How do you square that with the fact that shit usually hits the fan precisely be...

bluGill · on Feb 20, 2024

Not adding that resiliency isn't the answer though - it just means known failures will get you. Is that better than the unknown failures because of your mitigation? I cannot answer that.

I can tell you 100% that eventually a disk will fail. I can tell you 100% that eventually the power will go out. I can tell you 100% that even if you have a computer with redundant power supplies each connected to separate grids, eventually both power supplies will fail at the same time - it just will happen a lot less often than if you have a regular computer not on any redundant/backup power. I can tell you that network cables do break from time to time. I can tell you that buildings are vulnerable to earthquakes, fires, floods, tornadoes and other such disasters). I can tell you that software is not perfect and eventually crashes. I can tell you that upgrades are hard if any protocol changed. I can tell you there is a long list of other known disasters that I didn't list, but a little research will discover.

I could look up the odds of the above. In turn this allows calculating the costs of each mitigation against the likely cost of not mitigating it - but this is only statistical you may decide something statistically cannot happen and it does anyway.

What I cannot tell you is how much you should mitigate.
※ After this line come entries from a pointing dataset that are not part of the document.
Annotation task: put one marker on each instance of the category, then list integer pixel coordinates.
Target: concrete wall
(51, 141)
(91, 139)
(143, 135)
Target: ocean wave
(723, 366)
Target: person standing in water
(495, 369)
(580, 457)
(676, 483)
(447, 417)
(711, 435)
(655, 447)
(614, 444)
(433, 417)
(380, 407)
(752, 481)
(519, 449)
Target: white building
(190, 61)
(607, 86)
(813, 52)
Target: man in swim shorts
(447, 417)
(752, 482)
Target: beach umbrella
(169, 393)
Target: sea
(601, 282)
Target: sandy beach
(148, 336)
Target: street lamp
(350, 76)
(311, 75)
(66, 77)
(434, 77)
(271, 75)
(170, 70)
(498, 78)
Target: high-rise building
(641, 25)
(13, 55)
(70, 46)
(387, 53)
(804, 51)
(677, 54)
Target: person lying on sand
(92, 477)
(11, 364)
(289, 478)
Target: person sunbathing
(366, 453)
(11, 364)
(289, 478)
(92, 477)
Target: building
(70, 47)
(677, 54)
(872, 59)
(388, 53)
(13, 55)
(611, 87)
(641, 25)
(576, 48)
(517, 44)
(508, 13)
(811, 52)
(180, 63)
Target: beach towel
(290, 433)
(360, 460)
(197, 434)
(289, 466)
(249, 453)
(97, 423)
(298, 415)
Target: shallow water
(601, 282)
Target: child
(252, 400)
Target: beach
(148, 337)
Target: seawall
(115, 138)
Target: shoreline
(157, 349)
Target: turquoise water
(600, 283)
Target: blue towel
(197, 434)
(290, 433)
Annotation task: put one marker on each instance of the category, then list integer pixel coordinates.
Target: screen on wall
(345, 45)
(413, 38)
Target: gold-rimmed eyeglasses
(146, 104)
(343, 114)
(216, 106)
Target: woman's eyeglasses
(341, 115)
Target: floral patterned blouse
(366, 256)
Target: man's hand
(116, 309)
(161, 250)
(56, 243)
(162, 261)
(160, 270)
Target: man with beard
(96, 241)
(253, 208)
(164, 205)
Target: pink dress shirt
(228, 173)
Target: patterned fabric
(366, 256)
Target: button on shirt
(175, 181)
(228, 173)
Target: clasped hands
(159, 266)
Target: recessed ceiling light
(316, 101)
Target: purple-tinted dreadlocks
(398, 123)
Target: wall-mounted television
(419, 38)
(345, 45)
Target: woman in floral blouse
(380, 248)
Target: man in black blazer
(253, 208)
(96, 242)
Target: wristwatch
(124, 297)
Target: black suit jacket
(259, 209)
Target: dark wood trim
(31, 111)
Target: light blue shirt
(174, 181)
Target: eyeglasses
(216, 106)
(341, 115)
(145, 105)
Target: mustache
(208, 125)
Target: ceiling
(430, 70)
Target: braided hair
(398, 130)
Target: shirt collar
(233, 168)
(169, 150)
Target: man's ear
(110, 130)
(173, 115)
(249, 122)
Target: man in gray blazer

There is a cost to each mitigation that need to be compared to the value.

camgunz · on Feb 20, 2024

Absolutely yeah, these things are hard enough to test in a controlled environment with a single app (e.g. FoundationDB) but practically impossible to test fully in a microservices architecture. It's so nice to have this complexity managed for you in the storage layer.

Eridrus · on Feb 20, 2024

Microservices almost always increase the amount of partial failures, but if used properly can reduce the amount of critical failures.

You can certainly misapply the architecture, but you can also apply it well. It's unsurprising that most people make bad choices in a difficult domain.

Tainnor · on Feb 20, 2024

Fault tolerance doesn't necessarily require microservices (as in separate code bases) though, see Erlang. Or even something like Unison.

But for some reason it seems that few people are working on making our programming languages and frameworks fault tolerant.

Eridrus · on Feb 20, 2024

Because path dependence is real so we're mostly building on top of a tower of shit. And as computers got faster, it became more reasonable to have huge amounts of overhead. Same reason that docker exists at all.

troupe · on Feb 20, 2024

> How do you square that with the fact that shit usually hits the fan precisely because of this complexity

The theoretical benefit may not be what most teams are going to experience. Usually the fact that microservices are seen as a solution to a problem that could more easily be solved in other much simpler ways, is a pretty good indication that any theoretical benefits are going to be lost through other poor decision making.